- Theatrical release poster
- Directed by: Kim Sung-hoon
- Produced by: Kim Rea Won
- Release date: May 29, 2013;
- Running time: 135 minutes
- Country: South Korea
- Language: Korean

= My Little Hero =

My Little Hero is a 2013 Korean film directed by Kim Sung-hoon. The film follows an amateur music director, Yoo II-Han and a group of kids pursuing a career in acting. Yoo's desire to become famous leads him to audition for the role of The King in an upcoming Broadway-bound musical film, The Great King Jung-Jo. During the audition he meets and partners with a mixed-heritage child Young Kwang and experiences the first conflict between his aspirations and public views.

== Plot ==
The protagonists in this movie are a 30-year-old musical director named Yoo Il-Han and a young boy, Young Kwang. Yoo II-Han claims to have graduated from Manhattan University but, in reality, he dropped out due to lack of funds. After that, he returned to work in Korea where he produced a failed musical performance. He messed up a big investment musical. During their performance, there was almost no audience. Following that, he could only produce children's dramas.

The other protagonist is Young Kwang, a mixed-race child of South Korean and Filipino heritage.
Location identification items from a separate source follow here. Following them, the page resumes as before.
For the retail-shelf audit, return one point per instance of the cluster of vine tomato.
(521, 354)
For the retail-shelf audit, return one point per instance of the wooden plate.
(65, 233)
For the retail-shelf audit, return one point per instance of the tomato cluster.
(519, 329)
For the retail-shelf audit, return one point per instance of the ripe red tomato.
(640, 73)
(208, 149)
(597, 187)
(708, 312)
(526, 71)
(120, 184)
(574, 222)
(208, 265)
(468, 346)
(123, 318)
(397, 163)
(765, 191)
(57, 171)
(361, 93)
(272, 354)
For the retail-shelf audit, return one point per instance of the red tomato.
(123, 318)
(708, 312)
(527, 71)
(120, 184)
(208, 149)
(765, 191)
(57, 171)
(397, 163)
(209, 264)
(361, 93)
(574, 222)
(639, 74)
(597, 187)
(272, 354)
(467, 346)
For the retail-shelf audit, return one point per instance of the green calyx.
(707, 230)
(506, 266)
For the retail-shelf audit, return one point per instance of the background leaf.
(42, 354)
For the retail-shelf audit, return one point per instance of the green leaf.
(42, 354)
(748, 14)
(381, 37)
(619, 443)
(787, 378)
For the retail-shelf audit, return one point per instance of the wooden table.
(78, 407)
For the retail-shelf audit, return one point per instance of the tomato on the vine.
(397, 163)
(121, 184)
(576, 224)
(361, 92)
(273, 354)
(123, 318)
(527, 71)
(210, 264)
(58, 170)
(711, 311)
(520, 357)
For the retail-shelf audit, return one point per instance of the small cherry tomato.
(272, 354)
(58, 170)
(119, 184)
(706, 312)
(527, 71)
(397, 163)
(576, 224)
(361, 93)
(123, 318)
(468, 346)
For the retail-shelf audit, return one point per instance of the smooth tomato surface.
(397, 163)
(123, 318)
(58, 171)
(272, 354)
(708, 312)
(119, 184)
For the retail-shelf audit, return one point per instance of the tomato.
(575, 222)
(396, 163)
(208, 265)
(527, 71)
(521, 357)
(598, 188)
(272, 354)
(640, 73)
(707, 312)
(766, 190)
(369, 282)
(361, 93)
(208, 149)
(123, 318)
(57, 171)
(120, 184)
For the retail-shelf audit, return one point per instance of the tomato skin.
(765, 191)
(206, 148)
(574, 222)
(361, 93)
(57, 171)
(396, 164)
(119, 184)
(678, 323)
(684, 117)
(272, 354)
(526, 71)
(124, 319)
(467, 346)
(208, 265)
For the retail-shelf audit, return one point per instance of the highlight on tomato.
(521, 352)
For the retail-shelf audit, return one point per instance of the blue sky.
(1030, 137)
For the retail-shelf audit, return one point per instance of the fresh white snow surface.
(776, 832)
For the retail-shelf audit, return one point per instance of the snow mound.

His family came to Korea for a better life, but they were abandoned by his father. Because he is of mixed-race, his skin color is darker than other children's. He often suffers from unfair treatment and occasional bullying. He wants his father back. He is gifted with a spectacular voice. Young-Kwang dreams of singing on television so that his father can see him.

Young Kwang signs up for a music talent show. By coincidence, Yoo II-Han is given the opportunity to participate in the same show after another music director temporarily withdraws. In the competition, the producer wants to find a child actor to play the role of King of Korea. Five music directors are invited as mentors, all of whom are famous artists except Yoo. Each of them chooses a child to train and perform with. The contestants are chosen through blind votes meaning that the music directors can only choose their team by judging voices.

Yoo and Young Kwang form a duo. At first, Yoo does not want to be in the same group as the little boy due his skin color. The purpose of this program is to find a Korean child as a representative. Yoo believes that the boy could never win the competition, and he thinks of quitting.

Young Kwang knows that the other contestants are more experienced than him. Rather than giving up, Young Kwang only trains harder, practicing day and night. He becomes physically worn out. In the beginning, Young Kwang practiced alone, but then Yoo begins training with him. Eventually, they develop a close friendship.

The duo makes rapid progress and receives recognition from the audience. However, success leads to bigger. The producers think that the appearance of the boy is not suitable for the role of the King. The producers want to cancel Young Kwang's qualification. When Yoo hears the news, he becomes angry and argues with the producers to no avail. In the end, he begs another mentor to help Young Kwang finish the show.

The film ends with a performance on Broadway, New York, USA.

== Production ==
Filming began on March 25, 2012 and finished September 16, 2012 in New York City. The initial Korean title of the film was "Dream". It then changed to "Dream, My Little Hero", and then to "Superstar". The final choice was "My Little Hero". The movie did not perform well at the box office in South Korea, selling sold 183,650 tickets during its theatrical run.

The film was directed by Kim Seong hun.

== Cast ==

| Actor | Role |
|---|---|
| Kim Rae-won | Yoo II Han |
| Ji Dae-han | Young Kwang (Glory) |
| Jo An | Sung Hee |
| Hwang Yong-yeon | Sung Joon |
| Kim Sung-eun | Show Host |
| Lee Kwang-soo | Jung II |
| Lee Sung-min | Hee Suk |
| Park Sung-taek | Kim Pil Sung (Young Gwang's father) |
| Han Sa-myung | Aid room engineer |
| Song Wook-kyung | Thunder Man member |
| Hong In | Villain captain |
| Im Chul-hyung | Choi Ho Jin |
| Kim Kang-iI | General manager |
| Lee Min-ah | Choi Hoon's mother |
| Lee Chung-mi | Thunderman member 'Butterfly' |
| Kim Won-hae | Ha PD |

== Reception ==
The movie overall received good reviews. One review found that the audience was touched by the charm of Yoo II-Han. The background music and stage performance of the movie were praised.